Bayerischer Elternverband zur Entscheidung des Bildungsausschusses: „Wieder eine vertane Chance!“
München – Der Ausschuss für Bildung und Kultus im Bayerischen Landtag hat heute die von Schülerinnen und Schülern initiierte Petition „Schluss mit Abfragen und Exen“ beraten und sie abgelehnt. Martin Löwe, der Landesvorsitzende des Bayerischen Elternverbands (BEV), ist enttäuscht: „Abermals ist eine Chance weggeworfen worden, das Lernen und Lehren im schulischen Bereich an die Anforderungen unserer Zeit anzupassen.“
Laut Löwe zeige sich hierbei, dass politische Entscheidungsträger ihre Entscheidungen aus dem eigenen Erfahrungshorizont heraus fällten und Ansichten von Betroffenen und Experten außer Acht ließen. Schließlich hätten selbst Fachkreise der Regierungsparteien die Petition positiv bewertet. Das Prädikat „konservativ“ werde von den Regierungsparteien wohl nicht mehr im Wortsinn als „bewahrend“, sondern nur noch als „bloß nichts ändern“ begriffen. „Bewahren meint aber, der Zeit anpassen. Durch Nichtstun oder bestenfalls Flickschusterei wird das Schulsystem bald maroder sein als manche seiner Bauten“, mahnt Löwe.

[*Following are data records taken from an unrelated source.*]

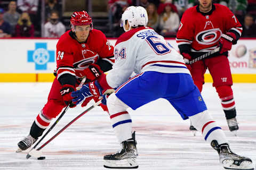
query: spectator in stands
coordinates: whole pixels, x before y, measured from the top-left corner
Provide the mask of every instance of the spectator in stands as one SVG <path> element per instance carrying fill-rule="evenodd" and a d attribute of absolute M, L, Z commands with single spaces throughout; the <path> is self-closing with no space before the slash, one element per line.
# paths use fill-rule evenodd
<path fill-rule="evenodd" d="M 57 11 L 52 11 L 50 21 L 44 24 L 44 37 L 59 38 L 65 33 L 65 26 L 59 21 L 59 14 Z"/>
<path fill-rule="evenodd" d="M 0 8 L 0 38 L 11 37 L 11 26 L 10 24 L 4 20 L 4 11 Z"/>
<path fill-rule="evenodd" d="M 36 19 L 39 0 L 17 0 L 17 6 L 22 12 L 29 14 L 30 20 L 34 24 L 38 24 L 38 20 Z"/>
<path fill-rule="evenodd" d="M 227 4 L 238 21 L 243 23 L 244 16 L 246 13 L 247 0 L 220 0 L 219 3 L 224 5 Z"/>
<path fill-rule="evenodd" d="M 12 35 L 14 33 L 15 26 L 20 16 L 20 14 L 16 11 L 17 6 L 15 1 L 10 1 L 8 5 L 8 11 L 4 14 L 4 20 L 8 22 L 11 26 L 11 33 Z"/>
<path fill-rule="evenodd" d="M 194 5 L 196 0 L 173 0 L 172 3 L 177 8 L 178 13 L 180 17 L 181 17 L 184 12 L 187 9 Z"/>
<path fill-rule="evenodd" d="M 180 24 L 178 14 L 172 10 L 171 4 L 165 4 L 165 12 L 160 18 L 161 34 L 165 37 L 175 37 Z"/>
<path fill-rule="evenodd" d="M 152 3 L 149 4 L 147 7 L 147 12 L 148 16 L 147 26 L 157 30 L 159 24 L 159 17 L 155 4 Z"/>
<path fill-rule="evenodd" d="M 248 0 L 247 13 L 252 15 L 253 18 L 256 18 L 256 0 Z"/>
<path fill-rule="evenodd" d="M 242 36 L 243 37 L 256 37 L 256 24 L 251 14 L 246 14 L 244 17 Z"/>
<path fill-rule="evenodd" d="M 47 0 L 45 5 L 45 20 L 50 21 L 52 12 L 57 11 L 59 13 L 59 18 L 61 18 L 61 8 L 58 3 L 57 0 Z"/>
<path fill-rule="evenodd" d="M 20 15 L 15 29 L 15 37 L 33 37 L 35 30 L 29 15 L 23 12 Z"/>

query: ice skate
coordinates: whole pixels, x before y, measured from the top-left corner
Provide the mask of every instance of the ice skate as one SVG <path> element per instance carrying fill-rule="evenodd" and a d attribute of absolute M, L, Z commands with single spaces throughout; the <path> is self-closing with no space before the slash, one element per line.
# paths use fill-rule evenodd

„Wer die Forderung nach Verzicht auf unangekündigte „Exen“ als „Kuschelpädagogik“ abtut, offenbart ein überholtes Verständnis von Lernen – und von Schule und verkennt sowohl die wissenschaftlichen Grundlagen effektiven Lernens als auch das eigentliche Anliegen der Petition: die Förderung nachhaltiger Leistungsfähigkeit, echter Lernbereitschaft und gesunder psychischer Entwicklung unserer Schülerinnen und Schüler“, resümiert Löwe.
Wie kann Lernen gelingen ohne Druck?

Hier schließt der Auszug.